Restructured document - Githubissues

oauth-wg / oauth-browser-based-apps

Best practices for OAuth in Browser-Based Apps

https://datatracker.ietf.org/doc/html/draft-ietf-oauth-browser-based-apps

Other

22 stars 12 forks source link

Restructured document #23

Closed philippederyck closed 10 months ago

philippederyck commented 11 months ago

Restructured the document and added a few TODOs following the discussion with Aaron Parecki at OSW2023.
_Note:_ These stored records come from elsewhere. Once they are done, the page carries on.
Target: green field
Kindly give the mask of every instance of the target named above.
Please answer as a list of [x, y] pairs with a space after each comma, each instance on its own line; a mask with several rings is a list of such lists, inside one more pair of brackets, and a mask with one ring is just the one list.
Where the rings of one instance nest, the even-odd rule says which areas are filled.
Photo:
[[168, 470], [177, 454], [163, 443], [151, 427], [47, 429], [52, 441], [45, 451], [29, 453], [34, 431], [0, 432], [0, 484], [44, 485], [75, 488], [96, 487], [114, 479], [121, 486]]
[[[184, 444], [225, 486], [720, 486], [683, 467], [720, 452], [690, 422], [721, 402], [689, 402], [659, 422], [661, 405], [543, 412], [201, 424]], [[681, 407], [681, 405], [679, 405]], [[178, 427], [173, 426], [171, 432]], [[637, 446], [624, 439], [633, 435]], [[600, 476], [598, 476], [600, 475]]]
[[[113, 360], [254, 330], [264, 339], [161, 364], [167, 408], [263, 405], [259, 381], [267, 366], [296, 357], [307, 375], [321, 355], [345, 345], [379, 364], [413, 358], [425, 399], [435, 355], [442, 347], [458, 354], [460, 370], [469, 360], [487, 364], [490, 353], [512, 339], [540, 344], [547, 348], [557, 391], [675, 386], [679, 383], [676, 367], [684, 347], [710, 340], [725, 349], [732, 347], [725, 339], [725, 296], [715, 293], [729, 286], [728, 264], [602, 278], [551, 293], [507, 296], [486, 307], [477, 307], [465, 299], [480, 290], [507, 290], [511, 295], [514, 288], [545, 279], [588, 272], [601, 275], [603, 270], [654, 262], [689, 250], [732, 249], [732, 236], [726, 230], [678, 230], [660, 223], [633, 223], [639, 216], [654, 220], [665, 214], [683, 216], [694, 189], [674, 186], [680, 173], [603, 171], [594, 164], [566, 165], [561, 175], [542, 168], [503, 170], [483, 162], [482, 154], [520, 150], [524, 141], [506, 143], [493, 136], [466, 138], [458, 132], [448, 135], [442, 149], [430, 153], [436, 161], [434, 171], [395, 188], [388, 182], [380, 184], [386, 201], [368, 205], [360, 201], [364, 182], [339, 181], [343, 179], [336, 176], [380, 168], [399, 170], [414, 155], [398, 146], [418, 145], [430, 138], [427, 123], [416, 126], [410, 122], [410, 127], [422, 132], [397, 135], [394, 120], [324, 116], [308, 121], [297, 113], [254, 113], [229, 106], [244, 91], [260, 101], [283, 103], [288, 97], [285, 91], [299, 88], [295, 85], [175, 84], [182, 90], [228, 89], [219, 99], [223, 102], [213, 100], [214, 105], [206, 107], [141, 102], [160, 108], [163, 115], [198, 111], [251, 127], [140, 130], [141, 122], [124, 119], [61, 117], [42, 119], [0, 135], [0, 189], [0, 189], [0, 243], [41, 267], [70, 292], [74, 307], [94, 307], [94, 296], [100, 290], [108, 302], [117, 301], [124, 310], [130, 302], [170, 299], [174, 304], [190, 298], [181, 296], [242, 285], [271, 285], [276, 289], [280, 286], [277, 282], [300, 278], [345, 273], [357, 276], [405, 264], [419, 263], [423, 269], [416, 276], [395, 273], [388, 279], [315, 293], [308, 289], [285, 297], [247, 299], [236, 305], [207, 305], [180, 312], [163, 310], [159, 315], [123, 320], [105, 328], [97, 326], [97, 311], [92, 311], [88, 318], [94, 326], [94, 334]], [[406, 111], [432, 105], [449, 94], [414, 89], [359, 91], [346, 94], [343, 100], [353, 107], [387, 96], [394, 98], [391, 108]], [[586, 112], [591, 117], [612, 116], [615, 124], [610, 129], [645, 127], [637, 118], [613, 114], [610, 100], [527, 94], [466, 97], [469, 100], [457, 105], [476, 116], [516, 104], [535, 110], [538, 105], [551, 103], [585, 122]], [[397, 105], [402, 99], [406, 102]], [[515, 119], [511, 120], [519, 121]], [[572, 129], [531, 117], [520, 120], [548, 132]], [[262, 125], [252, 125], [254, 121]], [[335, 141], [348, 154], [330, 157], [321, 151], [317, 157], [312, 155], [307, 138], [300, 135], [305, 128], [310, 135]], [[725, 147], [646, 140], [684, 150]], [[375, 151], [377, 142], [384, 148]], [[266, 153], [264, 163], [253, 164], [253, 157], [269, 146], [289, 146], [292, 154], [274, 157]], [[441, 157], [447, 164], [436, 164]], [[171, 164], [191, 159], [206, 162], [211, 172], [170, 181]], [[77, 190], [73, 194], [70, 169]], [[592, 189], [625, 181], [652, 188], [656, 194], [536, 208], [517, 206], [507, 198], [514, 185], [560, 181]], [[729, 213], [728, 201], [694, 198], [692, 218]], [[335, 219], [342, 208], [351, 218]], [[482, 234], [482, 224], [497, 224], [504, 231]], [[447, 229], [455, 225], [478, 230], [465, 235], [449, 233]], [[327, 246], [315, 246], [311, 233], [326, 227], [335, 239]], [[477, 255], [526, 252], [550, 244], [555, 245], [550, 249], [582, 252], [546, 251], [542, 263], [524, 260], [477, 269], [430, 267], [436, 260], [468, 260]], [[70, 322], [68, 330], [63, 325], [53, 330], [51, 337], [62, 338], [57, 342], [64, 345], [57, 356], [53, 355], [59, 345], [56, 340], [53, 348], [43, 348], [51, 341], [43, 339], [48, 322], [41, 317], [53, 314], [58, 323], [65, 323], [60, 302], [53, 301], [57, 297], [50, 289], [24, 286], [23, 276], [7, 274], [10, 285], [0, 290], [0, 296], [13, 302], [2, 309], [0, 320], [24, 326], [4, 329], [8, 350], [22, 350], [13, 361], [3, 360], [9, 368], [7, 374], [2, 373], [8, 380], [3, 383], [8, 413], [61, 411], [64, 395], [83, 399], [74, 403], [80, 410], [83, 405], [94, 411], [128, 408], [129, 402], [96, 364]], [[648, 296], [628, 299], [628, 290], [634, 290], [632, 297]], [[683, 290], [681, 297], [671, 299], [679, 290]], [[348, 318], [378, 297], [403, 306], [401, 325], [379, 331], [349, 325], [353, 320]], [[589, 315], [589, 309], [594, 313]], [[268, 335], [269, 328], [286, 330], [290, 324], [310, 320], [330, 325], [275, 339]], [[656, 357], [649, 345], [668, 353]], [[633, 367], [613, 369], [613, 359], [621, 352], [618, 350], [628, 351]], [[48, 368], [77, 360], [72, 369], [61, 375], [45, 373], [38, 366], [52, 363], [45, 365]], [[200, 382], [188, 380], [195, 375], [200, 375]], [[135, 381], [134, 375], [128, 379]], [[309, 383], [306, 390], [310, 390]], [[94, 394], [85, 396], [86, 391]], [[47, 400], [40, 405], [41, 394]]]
Added more focus on best practices at the start of the document
Consolidated guidelines for public JS clients in a single section
Added a section on alternative architectures

Note that this restructuring is just a first step, leaving the detailed text to be reworded for consistency

aaronpk commented 10 months ago

Thanks, I like this for the most part.

I am not sure I agree with moving the Implicit Flow section into the "Alternative Architecture Patterns" section, since that makes it look like a legitimate choice. The idea of including it in the "Security Considerations" section was to provide the historical context for it without making it look like a current recommendation. If you are thinking that it isn't appropriate in the Security Considerations section, then maybe we can include it as a new top-level section.

aaronpk commented 10 months ago

FYI I pushed this to a branch to trigger the auto-build to review it in the final form, you can view it here:

https://drafts.oauth.net/oauth-browser-based-apps/restructuring/draft-ietf-oauth-browser-based-apps.html

philippederyck commented 10 months ago

My bad for the delay, I glanced this thread before and assumed that your last comment implied it was being merged. Otherwise I would have given feedback sooner.

I agree with your comment on the Implicit flow being a bad fit. How about the following changes:

Move or integrate 6.1 (single-domain apps) in section 4
Now section 6 only contains "not relevant" patterns, so we can rename it to "Discouraged and Deprecated Architecture Patterns", which sends a much clearer message

aaronpk commented 10 months ago

Yes that sounds good to me. I think we also need to rename the header "First-Party Applications" to "Resource Owner Password Grant" in that case.

aaronpk commented 10 months ago

I actually think we can keep the "same-domain" pattern in the "discouraged" section, since the point of that section was to demonstrate why you might want to use OAuth even in the same-domain situation.

I just pushed a commit to this PR with the reworked headers, so I'll go ahead and merge this now!